Standart kat planlarında, kare odalar üçgenin kenarlarında uzunlamasına düzenlenirken, kenarlardaki odalar kat planının şeklini takip ederek her iki tarafta da pencereler bulunur. 171 m2'lik penthouse süit 21. ve 22. katları kaplar ve ayrıca 21 m2'lik özel bir terasa sahiptir.
Tasarım. Nhow Amsterdam RAI Hotel'deki toplantı kabinleri. Nhow Amsterdam RAI otelinde Bleisure trendi
Yeni “bleisure” trendi, “iş” ve “zevk” kombinasyonu, yani bir iş gezisi sırasında boş zamanın tadını çıkarma ve hatta kalışı kısa süreliğine uzatma olanağını temel alan Nhow zinciri, yenilikçi iç tasarımıyla öne çıkıyor ve olanaklarının kalitesi.
O halde Nhow Frankfurt'ta olduğu gibi yönetmenliğini de görsel sanatçı olan İspanyol David Zucker üstleniyordu. Tasarımcı, ekibiyle birlikte çok kültürlülük kavramını temel alan bir hikaye anlatımı tasarladı. Otelin sembolü, tüm denizlere açılan bir tür olması nedeniyle Hollanda'yı da tanımlayan turuncu renkteki koi balığıdır.

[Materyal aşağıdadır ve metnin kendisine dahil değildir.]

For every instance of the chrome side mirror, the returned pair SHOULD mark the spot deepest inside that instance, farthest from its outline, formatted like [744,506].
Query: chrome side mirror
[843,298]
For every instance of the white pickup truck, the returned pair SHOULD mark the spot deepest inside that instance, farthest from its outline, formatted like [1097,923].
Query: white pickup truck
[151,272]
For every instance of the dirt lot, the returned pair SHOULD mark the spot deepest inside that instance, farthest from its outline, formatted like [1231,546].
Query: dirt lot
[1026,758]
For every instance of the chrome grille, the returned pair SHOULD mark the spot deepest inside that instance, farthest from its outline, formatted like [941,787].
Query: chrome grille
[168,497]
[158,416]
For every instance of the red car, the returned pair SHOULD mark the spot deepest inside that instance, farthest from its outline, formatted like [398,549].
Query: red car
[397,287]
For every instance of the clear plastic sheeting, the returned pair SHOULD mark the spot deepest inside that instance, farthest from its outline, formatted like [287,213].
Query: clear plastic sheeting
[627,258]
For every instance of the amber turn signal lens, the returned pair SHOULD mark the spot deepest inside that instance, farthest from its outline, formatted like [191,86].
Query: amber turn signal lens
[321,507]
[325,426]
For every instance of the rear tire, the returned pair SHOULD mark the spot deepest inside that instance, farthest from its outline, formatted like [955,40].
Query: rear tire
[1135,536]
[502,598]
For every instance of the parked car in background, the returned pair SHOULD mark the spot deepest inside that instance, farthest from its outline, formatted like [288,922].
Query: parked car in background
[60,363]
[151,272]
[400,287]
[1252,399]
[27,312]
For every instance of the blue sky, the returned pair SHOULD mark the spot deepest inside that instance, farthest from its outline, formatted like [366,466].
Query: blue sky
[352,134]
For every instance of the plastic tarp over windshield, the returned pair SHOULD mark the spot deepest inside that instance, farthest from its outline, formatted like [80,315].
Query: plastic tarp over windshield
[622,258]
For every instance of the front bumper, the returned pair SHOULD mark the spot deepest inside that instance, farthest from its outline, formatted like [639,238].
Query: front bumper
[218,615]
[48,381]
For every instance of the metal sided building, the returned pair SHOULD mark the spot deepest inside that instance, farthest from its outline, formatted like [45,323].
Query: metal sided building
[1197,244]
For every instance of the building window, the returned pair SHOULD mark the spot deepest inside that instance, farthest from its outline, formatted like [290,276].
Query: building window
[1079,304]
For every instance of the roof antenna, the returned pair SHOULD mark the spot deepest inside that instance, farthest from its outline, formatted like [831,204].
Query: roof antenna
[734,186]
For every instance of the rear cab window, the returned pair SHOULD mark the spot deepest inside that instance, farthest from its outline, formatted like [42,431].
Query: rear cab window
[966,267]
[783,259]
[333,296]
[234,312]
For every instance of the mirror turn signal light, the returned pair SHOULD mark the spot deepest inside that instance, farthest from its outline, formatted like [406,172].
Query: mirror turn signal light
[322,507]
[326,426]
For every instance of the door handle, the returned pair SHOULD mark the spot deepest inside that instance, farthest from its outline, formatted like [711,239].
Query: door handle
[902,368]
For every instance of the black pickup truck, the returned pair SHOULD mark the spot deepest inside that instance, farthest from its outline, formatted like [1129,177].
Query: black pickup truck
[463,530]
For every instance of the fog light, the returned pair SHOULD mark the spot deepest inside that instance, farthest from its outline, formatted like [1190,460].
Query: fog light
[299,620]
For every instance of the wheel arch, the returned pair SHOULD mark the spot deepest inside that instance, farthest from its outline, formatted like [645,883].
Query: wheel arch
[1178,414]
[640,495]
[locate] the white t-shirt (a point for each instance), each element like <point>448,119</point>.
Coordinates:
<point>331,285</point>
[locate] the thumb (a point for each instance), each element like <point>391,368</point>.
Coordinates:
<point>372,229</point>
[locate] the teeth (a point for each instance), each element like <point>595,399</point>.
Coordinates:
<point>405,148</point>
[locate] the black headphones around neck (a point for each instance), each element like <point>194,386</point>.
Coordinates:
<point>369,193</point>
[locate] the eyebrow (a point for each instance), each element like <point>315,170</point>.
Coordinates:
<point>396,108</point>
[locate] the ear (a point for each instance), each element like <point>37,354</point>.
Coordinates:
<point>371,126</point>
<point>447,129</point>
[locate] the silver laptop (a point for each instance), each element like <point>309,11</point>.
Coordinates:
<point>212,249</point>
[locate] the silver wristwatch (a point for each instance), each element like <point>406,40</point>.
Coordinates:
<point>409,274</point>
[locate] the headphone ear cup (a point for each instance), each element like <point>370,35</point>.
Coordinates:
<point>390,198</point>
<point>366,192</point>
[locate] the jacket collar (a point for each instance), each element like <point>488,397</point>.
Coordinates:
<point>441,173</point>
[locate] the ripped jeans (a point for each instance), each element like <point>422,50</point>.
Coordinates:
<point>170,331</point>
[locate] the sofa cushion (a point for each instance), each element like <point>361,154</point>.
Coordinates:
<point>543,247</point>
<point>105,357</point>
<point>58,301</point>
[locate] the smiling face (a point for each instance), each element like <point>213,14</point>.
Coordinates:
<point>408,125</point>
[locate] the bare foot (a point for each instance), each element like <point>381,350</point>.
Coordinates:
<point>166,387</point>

Detay. Nhow Amsterdam RAI Hotel'de David Zucker'ın duvar resimleriZucker hem lobide hem de barda çok renkli tavandan tabana duvar resimleri yarattı ve zeminleri epoksi reçineyle damgaladı. Londra'da eğitim alan sanatçı, çalışmalarında yapay zeka tekniklerini ve 3 boyutlu illüstrasyonları kullanıyor.
Kültürlerin karışımı fikrinin ardından, farklı milletleri tanımlayan görüntüler duvarlarda birleşiyor: Londra kraliyet muhafızlarının askerleri, Meksika kafatasları, Hokusai reprodüksiyonları, mandalalar, Afrika maskeleri ve izleyicinin ilerledikçe keşfedebileceği onlarca figür. .
Zucker'a göre incelikli semboller ve ayrıntılar, kültürlerin ve kimliklerin karışımı gibi karmaşık bir konseptin aktarılmasında itici güç olmuştur. “Herkes için daha açık ve kolay anlaşılır bir sanat yaratmayı seçebilirdim, ancak bu şekilde insanların hikaye anlatımının nasıl yaratıldığının kökenini keşfetmesinin büyüsü kayboluyor. Teklifimin sadece en bariz özüyle değil, aynı zamanda gözlem ve düşünme gerektiren en soyut boyutuyla da anlaşılmasını istiyorum” diye açıklıyor.
Geyşa. Nhow Amsterdam RAI Hotel'in Japonya temalı odasıSanatçı, üçgen gümüşün her bir kenarının dünyada farklı bir yeri işaret ettiğini düşünerek odalara da müdahale etmiştir. Cesur bir bahisle konuklar yataklarının sırtında simgesel karakterlerle tanışırlar: Japonya'dan geyşa, And kültüründen bir coya, bir İskoç keşif gezisi veya Hindistan'dan bir Zen ustası.
Ayrıca bu figürleri odalara yönlendiren duvarlara basmak için çekirdeklerin üçgen şeklinden de yararlanıyor. Birbirinin aynı olan koridorlarda kaybolmak yeter sanki, Amsterdam'da olduğu gibi burada da çeşitlilik hüküm sürüyor.